The New Yorker has always had a peculiar affinity with cats, perhaps because they have a lot in common — an elegance, an abhorrence of sentimentality and an innate sense of superiority. The Big New Yorker Book of Cats is full of cats and owners, each holding one another at arm’s length and peering through invisible lorgnettes.
Pulitzer prizewinner Susan Sheehan writes about a tabby cat called Pynchon, owned by the proprietor of a Manhattan bookshop. Pynchon, who for unspecified reasons arrived in New York ‘with no front claws’, is fond of listening to classical music on the radio and regularly attends meetings of the James Joyce Society at the shop. However, he seems to have little in common with his namesake, being both unusually gregarious and enormously fat. Indeed at the annual cat show at Madison Square Garden, Pynchon was judged to be so overweight that he was in imminent danger of developing diabetes.
The whole question of what a cat will and won’t eat is explored in greater depth in Thomas Whiteside’s 1976 piece, ‘Din-Din’. Cat-food advertising — gourmet cat-food advertising in particular — turns out to be a very peculiar business. In the mid- 1960s a brand of cat food called 9-Lives was chugging along comfortably if unspectacularly with annual sales of around $15 million. Ten years later, these had soared to $100 million.

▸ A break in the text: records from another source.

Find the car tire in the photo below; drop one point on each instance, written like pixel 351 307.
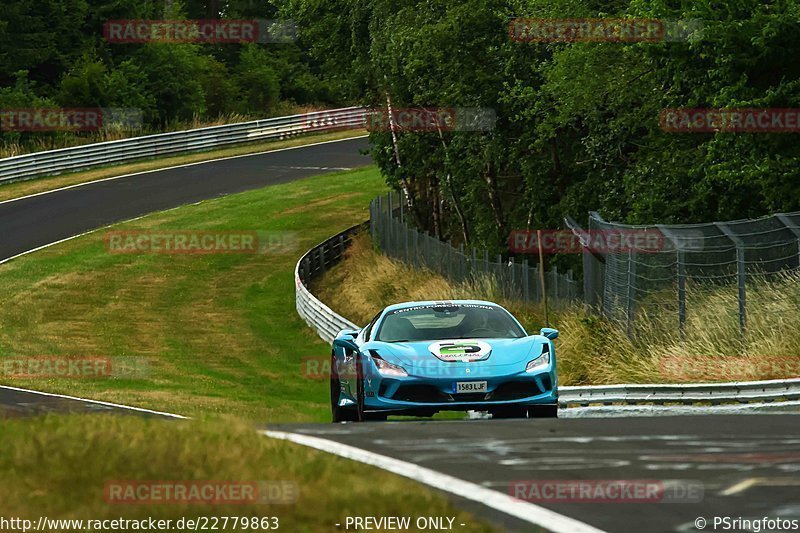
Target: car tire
pixel 510 412
pixel 361 414
pixel 543 411
pixel 338 414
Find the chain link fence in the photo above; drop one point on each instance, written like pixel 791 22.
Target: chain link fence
pixel 515 280
pixel 692 260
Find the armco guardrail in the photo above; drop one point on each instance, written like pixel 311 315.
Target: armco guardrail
pixel 714 393
pixel 53 162
pixel 328 323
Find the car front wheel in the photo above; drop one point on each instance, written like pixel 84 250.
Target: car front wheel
pixel 339 414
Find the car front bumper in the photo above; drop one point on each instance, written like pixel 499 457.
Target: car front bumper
pixel 439 393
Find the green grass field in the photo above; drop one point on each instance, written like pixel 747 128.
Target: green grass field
pixel 219 333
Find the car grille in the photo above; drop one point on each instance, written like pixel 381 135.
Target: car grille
pixel 513 390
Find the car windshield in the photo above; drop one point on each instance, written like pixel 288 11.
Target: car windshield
pixel 456 321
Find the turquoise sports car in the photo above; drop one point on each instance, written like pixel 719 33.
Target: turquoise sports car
pixel 419 358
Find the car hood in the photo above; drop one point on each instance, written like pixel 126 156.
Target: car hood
pixel 482 352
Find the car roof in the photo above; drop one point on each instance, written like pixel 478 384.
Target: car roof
pixel 405 305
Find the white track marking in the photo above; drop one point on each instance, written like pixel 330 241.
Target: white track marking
pixel 170 168
pixel 504 503
pixel 96 402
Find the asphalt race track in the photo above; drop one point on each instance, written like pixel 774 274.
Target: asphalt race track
pixel 739 465
pixel 38 220
pixel 746 465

This was ascribed entirely to a cat called Morris which 9-Lives started using in their adverts. Morris was portrayed as being a tremendously fussy eater, forever turning up his nose at this and that before eagerly sinking his incisors into a plate of 9-Lives.
The thinking behind the ads ran as follows: cats often don’t eat for several days. Although this does them no harm at all, it plunges their owners into a state of deep anxiety.